Authors: Jianbin Qin, Chuan Xiao, Yaoshu Wang, Wei Wang, Xuemin Lin, Yoshiharu Ishikawa, Guoren Wang
Published in: IEEE Transactions on Knowledge and Data Engineering(TKDE 2019)
Date of Publication: Feb 14, 2019
A similarity search in Hamming space finds binary vectors whose Hamming distances are no more than a threshold from a query vector. It is a fundamental problem in many applications, such as image retrieval, near-duplicateWeb page detection, and scientific databases. State-of-the-art approaches to answering such queries are mainly based on the pigeonhole principle to generate a set of candidates and then verify them.

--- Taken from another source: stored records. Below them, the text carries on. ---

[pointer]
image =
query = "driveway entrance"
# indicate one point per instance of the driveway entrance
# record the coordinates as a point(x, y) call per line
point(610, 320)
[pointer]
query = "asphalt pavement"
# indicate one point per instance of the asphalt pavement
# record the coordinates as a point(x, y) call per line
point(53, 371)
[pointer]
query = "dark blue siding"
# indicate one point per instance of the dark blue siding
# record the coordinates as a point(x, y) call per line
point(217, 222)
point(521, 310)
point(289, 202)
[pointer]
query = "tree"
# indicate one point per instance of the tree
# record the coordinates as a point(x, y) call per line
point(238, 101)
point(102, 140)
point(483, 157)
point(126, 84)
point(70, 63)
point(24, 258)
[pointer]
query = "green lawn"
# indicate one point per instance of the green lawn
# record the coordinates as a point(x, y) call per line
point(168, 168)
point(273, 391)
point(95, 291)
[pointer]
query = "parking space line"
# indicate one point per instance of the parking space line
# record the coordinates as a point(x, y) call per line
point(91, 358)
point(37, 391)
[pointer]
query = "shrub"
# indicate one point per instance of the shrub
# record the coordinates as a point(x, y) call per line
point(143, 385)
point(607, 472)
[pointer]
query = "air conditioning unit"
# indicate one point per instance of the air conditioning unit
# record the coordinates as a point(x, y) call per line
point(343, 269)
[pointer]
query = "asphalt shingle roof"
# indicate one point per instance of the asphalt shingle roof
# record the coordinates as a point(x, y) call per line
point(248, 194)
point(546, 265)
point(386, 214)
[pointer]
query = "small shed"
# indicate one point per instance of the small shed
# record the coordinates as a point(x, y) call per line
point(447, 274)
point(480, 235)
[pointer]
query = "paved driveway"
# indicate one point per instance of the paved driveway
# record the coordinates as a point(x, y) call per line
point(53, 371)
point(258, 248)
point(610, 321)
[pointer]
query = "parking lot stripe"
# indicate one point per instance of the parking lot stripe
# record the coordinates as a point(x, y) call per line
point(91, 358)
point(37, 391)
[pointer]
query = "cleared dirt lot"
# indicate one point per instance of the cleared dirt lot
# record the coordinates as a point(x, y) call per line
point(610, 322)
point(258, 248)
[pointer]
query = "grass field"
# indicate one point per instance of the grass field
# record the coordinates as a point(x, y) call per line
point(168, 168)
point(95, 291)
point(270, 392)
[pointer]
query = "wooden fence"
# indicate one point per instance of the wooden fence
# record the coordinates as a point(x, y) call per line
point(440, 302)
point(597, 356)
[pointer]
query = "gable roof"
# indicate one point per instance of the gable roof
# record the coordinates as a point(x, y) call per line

We observe that the constraint by the pigeonhole principle is not always tight and may bring about unnecessary candidates. We also observe that the distribution in real data is often skew, but most existing solutions adopt a simple equi-width partitioning and allocate the same threshold to all the parts, hence failing to exploit the data skewness to optimize query processing. In this paper, we propose a new form of the pigeonhole principle which allows variable partitioning and threshold allocation. Based on the new principle, we develop a tight constraint of candidates and devise cost-aware methods for partitioning and threshold allocation to optimize query processing. Our evaluation on datasets with various data distributions shows the robustness of our solution and its superior query processing performance to the state-of-the-art methods.